Uma disputa pelo uso do tradicional número 1313 nas urnas provocou um novo embate interno no Partido dos Trabalhadores (PT) e acirrou a crise entre diferentes grupos da legenda no Rio de Janeiro, às vésperas do início oficial da campanha eleitoral de 2026.
O conflito envolve o deputado federal Lindbergh Farias e o ex-presidente da Embratur Marcelo Freixo, que recorreram à Executiva Nacional do PT para contestar a decisão do diretório estadual de reservar o número ao presidente estadual do partido, Diego Quaquá, filho do prefeito de Maricá e vice-presidente nacional do PT, Washington Quaquá.
O número 1313 é considerado um dos mais simbólicos da legenda por fazer referência ao número histórico do PT nas urnas. Nas eleições de 2022, ele foi utilizado por Washington Quaquá em sua candidatura à Câmara dos Deputados. Segundo Lindbergh e Freixo, a distribuição deveria seguir critérios estabelecidos pela direção nacional do partido.
Os dois dirigentes alegam que a Secretaria Nacional de Organização orientou que a definição dos números observasse regras como a prioridade para quem já utilizou determinada numeração em eleições anteriores e, na ausência desse critério, a busca de consenso ou a realização de sorteio entre os interessados. Na representação encaminhada à Executiva Nacional, eles afirmam que esses procedimentos não foram respeitados pelo diretório fluminense.
Em manifestação divulgada pelos parlamentares, a decisão foi classificada como “arbitrária” e contrária às orientações nacionais da legenda.
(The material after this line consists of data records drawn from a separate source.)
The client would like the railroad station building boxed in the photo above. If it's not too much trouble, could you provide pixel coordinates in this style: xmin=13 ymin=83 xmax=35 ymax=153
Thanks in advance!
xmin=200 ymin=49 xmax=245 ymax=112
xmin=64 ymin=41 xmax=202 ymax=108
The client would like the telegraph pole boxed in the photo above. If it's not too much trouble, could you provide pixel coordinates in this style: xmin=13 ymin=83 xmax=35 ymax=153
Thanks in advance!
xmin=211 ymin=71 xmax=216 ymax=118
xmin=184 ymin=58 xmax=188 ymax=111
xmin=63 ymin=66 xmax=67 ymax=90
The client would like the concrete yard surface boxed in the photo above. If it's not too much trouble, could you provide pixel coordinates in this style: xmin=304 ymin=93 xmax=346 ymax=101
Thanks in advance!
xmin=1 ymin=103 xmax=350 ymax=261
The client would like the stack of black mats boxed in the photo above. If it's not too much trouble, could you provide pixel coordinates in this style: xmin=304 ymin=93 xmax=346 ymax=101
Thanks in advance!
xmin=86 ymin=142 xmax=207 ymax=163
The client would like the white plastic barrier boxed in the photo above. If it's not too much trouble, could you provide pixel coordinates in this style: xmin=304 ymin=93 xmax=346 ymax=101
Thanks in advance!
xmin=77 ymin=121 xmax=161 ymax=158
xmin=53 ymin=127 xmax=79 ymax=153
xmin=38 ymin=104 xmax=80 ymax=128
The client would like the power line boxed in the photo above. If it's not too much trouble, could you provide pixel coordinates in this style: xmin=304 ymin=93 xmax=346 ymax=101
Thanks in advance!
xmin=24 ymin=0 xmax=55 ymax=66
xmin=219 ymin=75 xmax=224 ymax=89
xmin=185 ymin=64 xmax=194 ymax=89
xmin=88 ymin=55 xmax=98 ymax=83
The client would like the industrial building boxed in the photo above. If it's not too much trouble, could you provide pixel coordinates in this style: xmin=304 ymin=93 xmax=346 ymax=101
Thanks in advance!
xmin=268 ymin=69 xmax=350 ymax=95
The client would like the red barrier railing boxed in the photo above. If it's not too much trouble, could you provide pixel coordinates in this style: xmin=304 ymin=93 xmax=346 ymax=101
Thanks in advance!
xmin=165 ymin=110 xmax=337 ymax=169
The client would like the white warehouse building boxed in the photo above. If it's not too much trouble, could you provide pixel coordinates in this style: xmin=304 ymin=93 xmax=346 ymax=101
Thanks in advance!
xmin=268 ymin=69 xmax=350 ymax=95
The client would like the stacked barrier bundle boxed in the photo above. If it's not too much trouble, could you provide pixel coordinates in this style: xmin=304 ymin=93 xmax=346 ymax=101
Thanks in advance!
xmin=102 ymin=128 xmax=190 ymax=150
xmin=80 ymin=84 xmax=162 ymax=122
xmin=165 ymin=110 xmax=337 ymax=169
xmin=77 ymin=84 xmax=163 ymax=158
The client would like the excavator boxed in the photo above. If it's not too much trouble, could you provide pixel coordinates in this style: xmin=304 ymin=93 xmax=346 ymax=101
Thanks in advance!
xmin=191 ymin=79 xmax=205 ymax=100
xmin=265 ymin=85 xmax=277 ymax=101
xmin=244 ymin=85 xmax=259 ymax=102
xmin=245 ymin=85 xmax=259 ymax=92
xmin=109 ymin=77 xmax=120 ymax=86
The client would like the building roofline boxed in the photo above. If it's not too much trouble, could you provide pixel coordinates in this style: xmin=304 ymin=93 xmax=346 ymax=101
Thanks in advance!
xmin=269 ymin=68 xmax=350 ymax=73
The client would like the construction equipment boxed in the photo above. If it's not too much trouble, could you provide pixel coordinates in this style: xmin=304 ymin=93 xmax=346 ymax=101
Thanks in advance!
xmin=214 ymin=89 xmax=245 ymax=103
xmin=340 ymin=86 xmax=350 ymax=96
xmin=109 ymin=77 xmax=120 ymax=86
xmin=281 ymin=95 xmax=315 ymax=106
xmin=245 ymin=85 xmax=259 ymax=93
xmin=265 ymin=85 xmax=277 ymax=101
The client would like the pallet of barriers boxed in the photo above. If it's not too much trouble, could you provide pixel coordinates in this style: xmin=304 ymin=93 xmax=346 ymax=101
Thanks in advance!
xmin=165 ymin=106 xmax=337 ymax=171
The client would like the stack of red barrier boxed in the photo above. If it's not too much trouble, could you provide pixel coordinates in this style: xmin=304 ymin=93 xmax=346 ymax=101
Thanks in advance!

O documento também afirma que o PT “não é um partido de caciques” e critica o que considera favorecimento de interesses familiares na distribuição dos números de urna.
A disputa ocorre em um momento de tensão interna no PT do Rio de Janeiro, onde grupos liderados por Lindbergh Farias e Washington Quaquá divergem sobre os rumos da legenda e a composição das candidaturas para as eleições deste ano. Segundo informações divulgadas pela imprensa, Lindbergh e Freixo também avaliam recorrer à Justiça caso a decisão da direção estadual seja mantida.
Até o momento, a Executiva Nacional do PT não anunciou uma decisão sobre o recurso apresentado pelos dois dirigentes. O estatuto do partido prevê que a direção nacional pode analisar recursos relacionados às decisões dos diretórios estaduais.